Да, — прижимаю подбородком мельтешащую передо мной голову сынишки. — Только…

— Что мне делать, Свят? Как поступить? Как сделать так, чтобы не обидеть Костю? Я…

— Ты его боишься? — дрожу, но в то же время укрываю крепкими объятиями ворочающегося на мне ребенка. — Что случилось?

— Мне стыдно. Стыдно, понимаешь?

— Нет, — отрицательно мотаю головой.

— Господи! — она сильнее прижимается и, пропустив через меня свои руки, укладывает узкие ладони поверх моих, пристроенных на спине мальчишки. — Сильные любимые мужчины! Он так похож на тебя. Разве ты этого не видишь?

— Да.

— Он твоя копия. Он это ты! Ты всегда был рядом. Все эти чертовы годы ты присутствовал, жил, спал, ел, смеялся, грустил и плакал. Ты всегда со мной. Святосла-а-а-в! — голосом раскатывает мое имя, как будто распеваясь.

— Покажись. Иди сюда. Хочу смотреть на тебя.

Твою мать! То, что она творит, становится невыносимым. Мне неуютно, муторно, тревожно, а ей, по-видимому, хорошо. По крайней мере, за моей спиной Юле спокойно. Она внезапно обмякает и, почти сливаясь, проникает внутрь, заползает мне под кожу и травмирует своей настойчивостью мою спину.

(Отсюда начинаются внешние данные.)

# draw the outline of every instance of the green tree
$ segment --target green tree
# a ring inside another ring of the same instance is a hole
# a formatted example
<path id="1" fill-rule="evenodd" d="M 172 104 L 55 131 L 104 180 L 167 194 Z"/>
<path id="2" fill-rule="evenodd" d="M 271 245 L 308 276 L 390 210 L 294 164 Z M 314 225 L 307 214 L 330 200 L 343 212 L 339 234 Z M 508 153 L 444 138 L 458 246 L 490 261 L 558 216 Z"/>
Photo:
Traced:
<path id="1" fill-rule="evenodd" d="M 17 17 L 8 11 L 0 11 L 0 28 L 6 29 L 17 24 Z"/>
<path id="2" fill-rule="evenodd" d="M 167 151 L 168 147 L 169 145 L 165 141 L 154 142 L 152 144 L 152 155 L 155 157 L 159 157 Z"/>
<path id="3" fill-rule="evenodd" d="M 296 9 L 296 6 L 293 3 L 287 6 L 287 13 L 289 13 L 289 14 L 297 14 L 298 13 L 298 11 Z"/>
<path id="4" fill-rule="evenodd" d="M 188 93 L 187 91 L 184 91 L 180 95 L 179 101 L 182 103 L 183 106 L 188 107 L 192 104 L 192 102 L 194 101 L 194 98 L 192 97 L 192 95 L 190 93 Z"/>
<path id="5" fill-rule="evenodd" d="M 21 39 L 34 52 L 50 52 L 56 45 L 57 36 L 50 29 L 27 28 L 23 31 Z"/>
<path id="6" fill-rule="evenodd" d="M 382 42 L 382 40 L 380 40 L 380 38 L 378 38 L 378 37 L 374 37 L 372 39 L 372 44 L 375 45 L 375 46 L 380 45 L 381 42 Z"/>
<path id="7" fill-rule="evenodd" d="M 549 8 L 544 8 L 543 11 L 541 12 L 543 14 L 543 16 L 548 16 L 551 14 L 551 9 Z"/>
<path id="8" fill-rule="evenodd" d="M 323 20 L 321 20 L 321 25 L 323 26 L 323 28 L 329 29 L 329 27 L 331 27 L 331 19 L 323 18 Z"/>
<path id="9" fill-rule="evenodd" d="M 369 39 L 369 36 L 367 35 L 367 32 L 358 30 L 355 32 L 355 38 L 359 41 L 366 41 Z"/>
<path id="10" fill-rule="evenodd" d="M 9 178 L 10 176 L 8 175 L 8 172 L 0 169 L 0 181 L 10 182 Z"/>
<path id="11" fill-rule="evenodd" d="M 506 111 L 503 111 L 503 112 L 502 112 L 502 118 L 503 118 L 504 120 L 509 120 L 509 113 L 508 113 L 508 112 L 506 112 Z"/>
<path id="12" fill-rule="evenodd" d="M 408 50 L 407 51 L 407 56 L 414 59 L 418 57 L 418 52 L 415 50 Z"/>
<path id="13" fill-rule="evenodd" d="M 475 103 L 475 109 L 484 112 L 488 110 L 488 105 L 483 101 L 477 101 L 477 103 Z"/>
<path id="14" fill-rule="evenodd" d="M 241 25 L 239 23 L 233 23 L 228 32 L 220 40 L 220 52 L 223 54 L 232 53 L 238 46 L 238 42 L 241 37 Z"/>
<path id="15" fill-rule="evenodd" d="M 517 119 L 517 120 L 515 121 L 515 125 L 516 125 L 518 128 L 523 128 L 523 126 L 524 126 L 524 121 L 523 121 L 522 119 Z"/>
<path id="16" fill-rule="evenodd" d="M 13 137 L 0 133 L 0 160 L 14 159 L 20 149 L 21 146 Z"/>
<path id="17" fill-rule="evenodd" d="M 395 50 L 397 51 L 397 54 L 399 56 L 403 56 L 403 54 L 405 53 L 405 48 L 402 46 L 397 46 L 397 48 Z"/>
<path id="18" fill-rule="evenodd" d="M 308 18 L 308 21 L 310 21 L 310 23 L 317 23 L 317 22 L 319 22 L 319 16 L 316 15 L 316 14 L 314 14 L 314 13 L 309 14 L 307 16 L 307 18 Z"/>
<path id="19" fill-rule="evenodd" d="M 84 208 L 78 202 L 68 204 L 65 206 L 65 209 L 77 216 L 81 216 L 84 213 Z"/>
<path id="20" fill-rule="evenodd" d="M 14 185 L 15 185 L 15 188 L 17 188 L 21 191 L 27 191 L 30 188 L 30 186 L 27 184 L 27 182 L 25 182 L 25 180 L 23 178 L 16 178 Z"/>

— Мамоцька? — Игорь тянется через мое плечо. — Ку-ку! Ты спляталась?

— Да, сладкий.

— Он тебе тозе не понлавился?

— Нет, не понравился.

— Не бойся. Папа нас спасет.

— Хорошо, — носом шмыгает и, как побитая, скулит. — Не буду, детка. Мне уже не страшно.

Настойчивая птица, так и не получив обещанное лакомство, вынужденно отступает, а Юля наконец-таки выходит из укрытия.

— Все! — вижу, как смахивает слезы, затем зажимает нос, выдавливает влагу, сопит и, безобразно хрюкнув, всхлипывает. — Куда идти? — нервно крутится, озираясь по сторонам.

— Таланозал! — сын, оживившись, замечает того, ради кого сюда пришел.

Похоже, праздник удался. Возле огороженного стеклом просторного вольера, в котором нерасторопно движется здоровый панголин, мы битый час стоим. Игорь, копируя походку чудо-зверя, курсирует вдоль заграждения туда-сюда, а я смотрю на Юлю, уставившуюся мертвым взглядом на затылок непоседливого пацана.

— Брось его! — рычу, приказывая через сведенные зубы. — Уйди, а потом…

— Нет.

— Будь со мной!

— Нет.

— Ты призналась, что любишь меня.

— Нет, — глубоко вздыхает, — так не делается. Так не поступают!

— Херня! — выплевываю грубость в атмосферу. — А как надо? Как, по-твоему, будет правильно? Терпеть? Обманывать? Чего-то ждать? Знамения или еще чего подобного?

— Ничего не выйдет.

— Ты ненормальная! — хрипло заявляю, фиксируясь на Игоре своим лицом.

— Наверное, — мельком замечаю, как Юля передергивает плечами. — Но…

— Заканчивай заряжать мне про то, что «хорошо и правильно» или что «плохо, мерзко, отвратительно». По-твоему, любить меня, при этом сладко высыпаться с мудаком, вполне нормально? Соответствует твоей навороченной религии?